Print ‘Postal Bulletin’ being streamlined to save printing costs
Washington Postal Scene by Bill McAllister
Since it first appeared in March 1880, the United States Postal Service’s Postal Bulletin has been “the official record of changes in Postal Service policies and procedures.”
The mission of the biweekly (once daily) publication is “to itemize and explain” postal services and their locations “throughout the country,” according to the USPS.
However, a surprising announcement from Postal Service headquarters in Washington, D.C., on Sept. 22 stated that the Postal Bulletin is no longer as comprehensive as it once was.
Citing “increasing printing costs,” Postal Service spokesman David Partenheimer acknowledged that the publication has devised an “alternative format” when the list of post office changes gets too large to print.
In those cases, Partenheimer said the changes will be posted online and a short notice will be included in the print Postal Bulletin.
“Post office changes are not the only articles where we sometimes have to use this alternative format,” Partenheimer said.

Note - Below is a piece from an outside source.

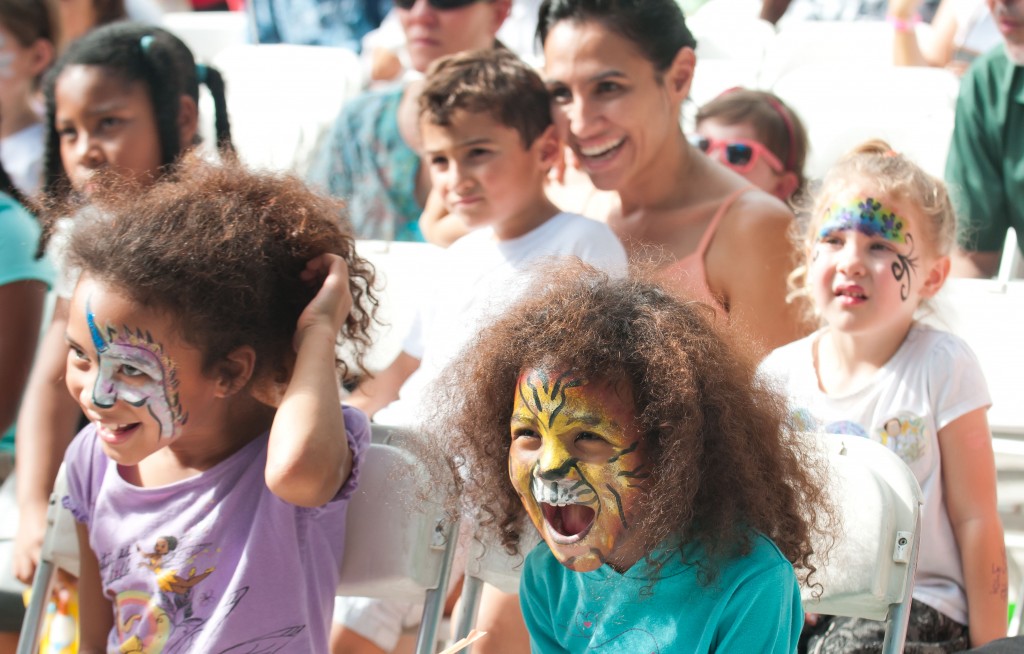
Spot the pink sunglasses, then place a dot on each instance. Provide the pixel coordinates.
(740, 155)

Sometimes mail labeling items and even policy articles are that are judged too long fall under the new policy, he said.
“We will continue to use the old format for any lists that are 3 pages (27 changes) or less,” he said.
“Otherwise, our printing costs and page count would be too high,” Partenheimer said.

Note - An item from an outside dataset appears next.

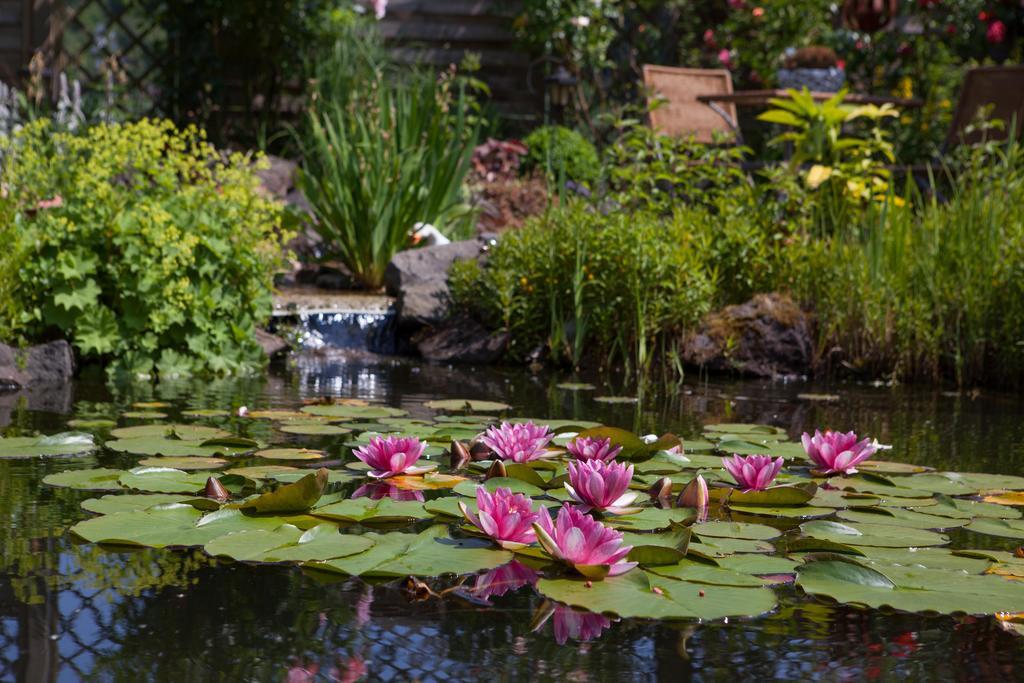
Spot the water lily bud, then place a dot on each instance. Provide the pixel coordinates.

The new policy recently affected a list of about 40 post office changes that included one office that was shuttered in 2011.
There was no explanation why it took the USPS so long to acknowledge the shuttering of the Fort Monroe post office in Virginia or others that were changed as early as 2008.

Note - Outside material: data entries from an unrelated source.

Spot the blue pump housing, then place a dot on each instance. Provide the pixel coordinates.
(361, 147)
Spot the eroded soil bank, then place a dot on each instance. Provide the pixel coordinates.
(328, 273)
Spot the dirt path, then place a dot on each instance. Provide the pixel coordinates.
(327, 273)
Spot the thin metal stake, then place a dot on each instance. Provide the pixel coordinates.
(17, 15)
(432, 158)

To residents of Virginia, there was no secret about the Fort Monroe post office closing because the deactivation of Fort Monroe by the U.S. Army on Sept. 15, 2011, was big news.
Fort Monroe’s functions and soldiers were transferred to nearby Fort Eustis.
Parts of the Fort Monroe base were given to the National Park Service, which has declared the old base overlooking Chesapeake Bay a national monument open to the public.